In our view the city was not prejudiced by the admission of certain testimony concerning uninvolved noncontiguous lands in sections 19 and 20 which, although belonging to the wife of one of the defendants, had been used in connection with the farm lands taken. The evidence simply described the nature and the character of the land and no opinions were expressed as to its value nor was there any showing whatsoever that any diminution in their value transpired by reason of the taking of the 800 acres of defendants’ land. Further, the instructions by limiting the compensation to be allowed to defendants to that arising from the 800 acres actually taken and the severance damage to the 160 acres located in section 28, effectively excluded from the jury’s consideration any questions of damages pertaining to noncontiguous lands in sections 19 and 20.

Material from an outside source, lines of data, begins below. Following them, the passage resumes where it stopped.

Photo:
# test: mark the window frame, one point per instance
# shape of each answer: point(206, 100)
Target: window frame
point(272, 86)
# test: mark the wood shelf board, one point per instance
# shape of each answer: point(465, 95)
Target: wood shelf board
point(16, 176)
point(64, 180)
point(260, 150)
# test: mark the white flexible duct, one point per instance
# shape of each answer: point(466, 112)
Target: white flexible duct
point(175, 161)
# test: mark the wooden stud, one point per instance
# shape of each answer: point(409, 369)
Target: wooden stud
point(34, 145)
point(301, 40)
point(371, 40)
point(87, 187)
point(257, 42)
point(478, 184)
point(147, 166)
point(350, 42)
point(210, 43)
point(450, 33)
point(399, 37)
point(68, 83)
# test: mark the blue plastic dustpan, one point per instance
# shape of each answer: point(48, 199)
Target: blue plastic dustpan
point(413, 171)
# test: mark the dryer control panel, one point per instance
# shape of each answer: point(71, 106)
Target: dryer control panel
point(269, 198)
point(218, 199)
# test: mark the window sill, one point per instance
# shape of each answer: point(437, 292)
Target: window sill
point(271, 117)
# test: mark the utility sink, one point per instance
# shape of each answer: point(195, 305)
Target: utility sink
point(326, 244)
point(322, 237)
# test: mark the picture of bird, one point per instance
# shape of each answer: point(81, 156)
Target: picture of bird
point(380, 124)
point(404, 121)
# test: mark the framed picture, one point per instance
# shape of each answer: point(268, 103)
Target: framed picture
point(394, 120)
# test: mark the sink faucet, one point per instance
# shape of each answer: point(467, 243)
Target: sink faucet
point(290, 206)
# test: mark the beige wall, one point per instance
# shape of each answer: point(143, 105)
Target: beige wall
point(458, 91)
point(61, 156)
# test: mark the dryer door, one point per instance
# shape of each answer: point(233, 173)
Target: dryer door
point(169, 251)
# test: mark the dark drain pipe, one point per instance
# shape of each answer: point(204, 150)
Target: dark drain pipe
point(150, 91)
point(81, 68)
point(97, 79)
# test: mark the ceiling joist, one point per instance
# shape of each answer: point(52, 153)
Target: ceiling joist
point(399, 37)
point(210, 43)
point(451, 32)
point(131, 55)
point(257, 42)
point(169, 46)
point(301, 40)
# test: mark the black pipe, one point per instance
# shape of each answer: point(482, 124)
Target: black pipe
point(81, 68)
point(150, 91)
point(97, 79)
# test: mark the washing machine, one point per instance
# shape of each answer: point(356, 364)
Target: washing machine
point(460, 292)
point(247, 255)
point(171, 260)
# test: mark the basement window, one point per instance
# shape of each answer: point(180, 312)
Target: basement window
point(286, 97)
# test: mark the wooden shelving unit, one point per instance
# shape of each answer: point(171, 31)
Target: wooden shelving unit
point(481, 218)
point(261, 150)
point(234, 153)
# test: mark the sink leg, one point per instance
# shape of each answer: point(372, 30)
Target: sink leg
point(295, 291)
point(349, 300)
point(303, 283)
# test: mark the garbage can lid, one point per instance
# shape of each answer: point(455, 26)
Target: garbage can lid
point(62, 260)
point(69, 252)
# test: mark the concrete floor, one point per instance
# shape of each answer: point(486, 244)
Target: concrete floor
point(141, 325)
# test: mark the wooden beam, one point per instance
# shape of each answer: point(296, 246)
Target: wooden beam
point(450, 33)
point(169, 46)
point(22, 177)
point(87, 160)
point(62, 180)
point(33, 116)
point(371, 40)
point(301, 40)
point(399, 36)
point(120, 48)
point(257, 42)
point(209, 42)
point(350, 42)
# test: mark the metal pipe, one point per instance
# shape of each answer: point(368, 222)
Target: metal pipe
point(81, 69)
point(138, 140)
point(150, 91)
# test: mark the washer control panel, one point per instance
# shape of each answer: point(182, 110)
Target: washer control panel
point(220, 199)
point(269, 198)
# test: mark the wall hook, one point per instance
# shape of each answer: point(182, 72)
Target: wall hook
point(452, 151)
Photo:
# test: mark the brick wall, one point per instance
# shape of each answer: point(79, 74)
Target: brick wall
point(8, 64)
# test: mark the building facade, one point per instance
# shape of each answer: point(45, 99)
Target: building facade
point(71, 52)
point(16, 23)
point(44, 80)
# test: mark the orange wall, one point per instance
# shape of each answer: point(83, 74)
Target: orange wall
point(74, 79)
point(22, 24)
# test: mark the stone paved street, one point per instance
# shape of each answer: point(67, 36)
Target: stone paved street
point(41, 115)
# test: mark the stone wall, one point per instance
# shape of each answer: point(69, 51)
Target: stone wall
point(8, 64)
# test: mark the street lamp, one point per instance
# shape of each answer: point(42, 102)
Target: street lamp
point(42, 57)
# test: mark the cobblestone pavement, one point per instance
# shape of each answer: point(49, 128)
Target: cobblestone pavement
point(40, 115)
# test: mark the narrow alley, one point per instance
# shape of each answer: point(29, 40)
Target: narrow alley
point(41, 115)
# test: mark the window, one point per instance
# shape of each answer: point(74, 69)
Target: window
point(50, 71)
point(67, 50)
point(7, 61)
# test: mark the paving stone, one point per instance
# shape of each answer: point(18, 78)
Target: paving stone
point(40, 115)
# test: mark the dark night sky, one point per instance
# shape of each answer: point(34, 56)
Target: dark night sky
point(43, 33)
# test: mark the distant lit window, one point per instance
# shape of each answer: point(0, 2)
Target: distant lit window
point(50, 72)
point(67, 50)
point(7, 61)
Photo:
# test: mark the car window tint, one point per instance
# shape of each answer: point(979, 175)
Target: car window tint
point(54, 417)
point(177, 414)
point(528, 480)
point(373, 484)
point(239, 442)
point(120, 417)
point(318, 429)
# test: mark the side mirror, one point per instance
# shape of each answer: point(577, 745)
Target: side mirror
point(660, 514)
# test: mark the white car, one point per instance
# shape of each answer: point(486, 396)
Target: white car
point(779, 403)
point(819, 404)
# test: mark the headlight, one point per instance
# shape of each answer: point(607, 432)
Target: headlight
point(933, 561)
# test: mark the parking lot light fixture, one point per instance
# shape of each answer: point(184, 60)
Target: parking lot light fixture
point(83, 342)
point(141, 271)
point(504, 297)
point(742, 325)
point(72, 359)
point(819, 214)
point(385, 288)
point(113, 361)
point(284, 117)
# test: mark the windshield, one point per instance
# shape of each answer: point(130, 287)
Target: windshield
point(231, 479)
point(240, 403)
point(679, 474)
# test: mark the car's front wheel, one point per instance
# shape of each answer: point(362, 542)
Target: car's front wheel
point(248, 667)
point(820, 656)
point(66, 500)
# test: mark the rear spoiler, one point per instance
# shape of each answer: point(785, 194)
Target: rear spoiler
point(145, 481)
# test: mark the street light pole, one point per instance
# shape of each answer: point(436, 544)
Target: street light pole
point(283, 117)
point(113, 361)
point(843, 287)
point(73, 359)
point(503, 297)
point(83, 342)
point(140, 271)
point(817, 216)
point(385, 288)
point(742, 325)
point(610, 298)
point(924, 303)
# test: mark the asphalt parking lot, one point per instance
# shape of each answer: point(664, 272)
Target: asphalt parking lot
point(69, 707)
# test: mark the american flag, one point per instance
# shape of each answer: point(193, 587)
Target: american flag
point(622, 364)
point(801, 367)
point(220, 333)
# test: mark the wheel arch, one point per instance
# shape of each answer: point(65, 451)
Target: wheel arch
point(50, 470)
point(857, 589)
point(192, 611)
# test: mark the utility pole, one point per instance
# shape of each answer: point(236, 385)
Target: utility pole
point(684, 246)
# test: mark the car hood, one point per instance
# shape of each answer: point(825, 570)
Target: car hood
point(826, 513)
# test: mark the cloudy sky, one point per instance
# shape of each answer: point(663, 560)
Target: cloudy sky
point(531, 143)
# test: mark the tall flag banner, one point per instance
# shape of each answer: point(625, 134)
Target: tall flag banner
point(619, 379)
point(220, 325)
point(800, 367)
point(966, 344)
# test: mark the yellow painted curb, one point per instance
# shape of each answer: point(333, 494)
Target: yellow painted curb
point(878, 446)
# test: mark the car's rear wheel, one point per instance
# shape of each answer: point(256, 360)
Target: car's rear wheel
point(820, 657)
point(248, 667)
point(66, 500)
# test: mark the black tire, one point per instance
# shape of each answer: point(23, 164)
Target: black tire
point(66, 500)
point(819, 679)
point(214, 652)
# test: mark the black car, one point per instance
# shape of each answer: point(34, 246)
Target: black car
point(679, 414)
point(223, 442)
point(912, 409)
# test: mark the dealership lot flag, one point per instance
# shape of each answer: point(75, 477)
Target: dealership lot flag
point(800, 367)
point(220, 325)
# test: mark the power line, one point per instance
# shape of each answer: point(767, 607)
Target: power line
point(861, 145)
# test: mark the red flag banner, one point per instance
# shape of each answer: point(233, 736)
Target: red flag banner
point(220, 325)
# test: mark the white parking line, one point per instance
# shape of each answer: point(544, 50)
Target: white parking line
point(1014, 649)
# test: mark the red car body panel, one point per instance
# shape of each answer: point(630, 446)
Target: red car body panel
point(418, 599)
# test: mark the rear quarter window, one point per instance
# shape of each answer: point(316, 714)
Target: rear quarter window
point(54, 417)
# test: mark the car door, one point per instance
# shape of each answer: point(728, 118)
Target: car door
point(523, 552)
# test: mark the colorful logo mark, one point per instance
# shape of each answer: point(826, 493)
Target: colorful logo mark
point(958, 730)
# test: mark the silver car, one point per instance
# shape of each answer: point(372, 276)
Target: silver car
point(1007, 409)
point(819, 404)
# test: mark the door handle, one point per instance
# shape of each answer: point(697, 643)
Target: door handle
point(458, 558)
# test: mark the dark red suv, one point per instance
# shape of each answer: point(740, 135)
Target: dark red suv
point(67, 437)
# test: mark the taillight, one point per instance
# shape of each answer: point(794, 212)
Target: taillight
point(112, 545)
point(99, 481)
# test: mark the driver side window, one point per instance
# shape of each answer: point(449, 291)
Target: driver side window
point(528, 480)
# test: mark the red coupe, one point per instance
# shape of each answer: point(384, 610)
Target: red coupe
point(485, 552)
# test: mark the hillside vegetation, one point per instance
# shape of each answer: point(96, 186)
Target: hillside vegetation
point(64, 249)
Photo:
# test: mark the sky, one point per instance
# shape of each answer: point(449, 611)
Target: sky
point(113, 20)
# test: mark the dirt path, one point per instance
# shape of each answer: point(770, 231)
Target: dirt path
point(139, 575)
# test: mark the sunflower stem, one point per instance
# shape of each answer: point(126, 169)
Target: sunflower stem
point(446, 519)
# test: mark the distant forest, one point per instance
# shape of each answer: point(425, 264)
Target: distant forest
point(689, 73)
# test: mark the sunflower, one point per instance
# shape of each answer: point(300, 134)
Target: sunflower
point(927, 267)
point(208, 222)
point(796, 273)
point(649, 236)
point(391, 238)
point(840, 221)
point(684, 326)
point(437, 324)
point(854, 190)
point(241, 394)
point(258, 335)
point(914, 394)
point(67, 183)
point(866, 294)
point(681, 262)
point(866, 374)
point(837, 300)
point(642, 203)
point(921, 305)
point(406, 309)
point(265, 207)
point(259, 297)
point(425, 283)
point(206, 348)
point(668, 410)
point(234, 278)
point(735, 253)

We are unable to agree with the contention of the city that the verdict was so manifestly excessive in amount as to make it apparent that the jury was influenced by passion or prejudice in its rendition. Defendants’ witnesses placed an average value of $25,592 on the land taken and $1,150 damage to the residue. The city’s witnesses both agreed on exactly $8,200 for the land taken and one of them estimated the damage to the residue at $500. The jury allowed $15,100 for the land taken and $800 for damage to the residue. The theory that a portion of the award may have been based on sentimental grounds because of evidence that a family burial plot was located on the premises which were being condemned for use as a bombing field, is dissipated by the circumstance that the jury was instructed that “any sentimental reasons which respondents may entertain respecting the cemetery located on the land,” are not to be considered in arriving at the market value of the property.

The judgment is affirmed.

Mr. Chief . Justice Francis E. Bouck, Mr. Justice Otto Bock and Mr. Justice Hilliard dissent.